Characterization of a Saccharomyces cerevisiae mutant, N22, defective in ergosterol synthesis and preparation of [28-14C]ergosta-5,7-dien-3 beta-ol with the mutant.

Analysis of sterols was made with a Saccharomyces cerevisiae mutant, N22, which was resistant to nystatin and defective in ergosterol synthesis, and with its parent strain, M10 (haploid type, methionineless, petite). The main sterol of M10 was ergosterol, whereas that of N22 was ergosta-5,7-dien-3 beta-ol. A small amount of ergosterol was found also in N22. This indicates that the delta 22-desaturation reaction in N22 is blocked, though not completely. Ergosta-5,8-dien-3 beta-ol, an unusual sterol, was detected in N22 but not in M10. Variations in the amounts and compositions of free and esterified sterols of both strains were examined during cultivation and the subsequent aerobic adaptation. The contents of free sterols, which were mostly composed of the respective main sterols of both strains, did not change markedly. In contrast, the contents and compositions of esterified sterols of both strains varied depending on the growth conditions.
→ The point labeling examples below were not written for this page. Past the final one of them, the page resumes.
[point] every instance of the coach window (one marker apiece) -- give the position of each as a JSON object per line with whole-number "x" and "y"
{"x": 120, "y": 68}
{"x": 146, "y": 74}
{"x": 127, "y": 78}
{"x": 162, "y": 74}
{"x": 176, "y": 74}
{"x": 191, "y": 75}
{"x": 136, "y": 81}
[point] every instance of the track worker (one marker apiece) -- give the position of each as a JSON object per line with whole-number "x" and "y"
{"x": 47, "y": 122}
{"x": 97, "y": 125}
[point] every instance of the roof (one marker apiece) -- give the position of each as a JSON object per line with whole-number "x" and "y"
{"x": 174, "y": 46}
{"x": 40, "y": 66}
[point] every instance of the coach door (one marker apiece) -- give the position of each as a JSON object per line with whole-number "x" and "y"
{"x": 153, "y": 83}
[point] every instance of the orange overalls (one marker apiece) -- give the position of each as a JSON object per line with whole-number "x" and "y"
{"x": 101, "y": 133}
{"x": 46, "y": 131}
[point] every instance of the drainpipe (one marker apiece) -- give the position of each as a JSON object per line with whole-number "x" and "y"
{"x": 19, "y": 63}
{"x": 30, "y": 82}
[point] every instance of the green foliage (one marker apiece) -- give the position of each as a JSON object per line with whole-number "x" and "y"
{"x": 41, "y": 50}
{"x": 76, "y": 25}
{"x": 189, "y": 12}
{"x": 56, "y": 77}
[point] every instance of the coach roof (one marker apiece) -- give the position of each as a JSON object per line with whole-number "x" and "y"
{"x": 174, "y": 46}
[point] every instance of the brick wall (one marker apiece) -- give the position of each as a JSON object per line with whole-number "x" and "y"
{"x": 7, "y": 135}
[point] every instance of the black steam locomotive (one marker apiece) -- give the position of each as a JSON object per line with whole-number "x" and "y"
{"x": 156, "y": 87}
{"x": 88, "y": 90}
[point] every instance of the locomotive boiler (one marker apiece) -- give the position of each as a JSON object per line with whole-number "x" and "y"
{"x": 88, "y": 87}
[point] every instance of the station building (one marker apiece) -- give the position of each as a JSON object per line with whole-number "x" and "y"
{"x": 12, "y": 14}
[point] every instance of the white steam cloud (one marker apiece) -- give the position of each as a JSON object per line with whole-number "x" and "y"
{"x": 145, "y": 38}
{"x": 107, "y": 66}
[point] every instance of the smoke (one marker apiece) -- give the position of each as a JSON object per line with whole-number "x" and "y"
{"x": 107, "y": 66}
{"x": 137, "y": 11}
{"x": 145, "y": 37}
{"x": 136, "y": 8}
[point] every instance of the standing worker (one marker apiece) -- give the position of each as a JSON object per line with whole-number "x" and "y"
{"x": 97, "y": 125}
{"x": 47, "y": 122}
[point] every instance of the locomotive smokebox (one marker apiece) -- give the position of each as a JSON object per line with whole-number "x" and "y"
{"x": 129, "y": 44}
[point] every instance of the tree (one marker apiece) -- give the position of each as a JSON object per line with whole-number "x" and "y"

When the cells of both strains were aerobically adapted, the total contents of esterified sterols increase, as did, as the intermediate sterols. Upon aerobic adaptation in the presence of [methyl-14C]methionine, [28-14C]ergosta-5,7-dien-3 beta-ol accumulated markedly in N22 cells. Using this mutant, we devised a convenient method for preparation of the radioactive sterol in high yield.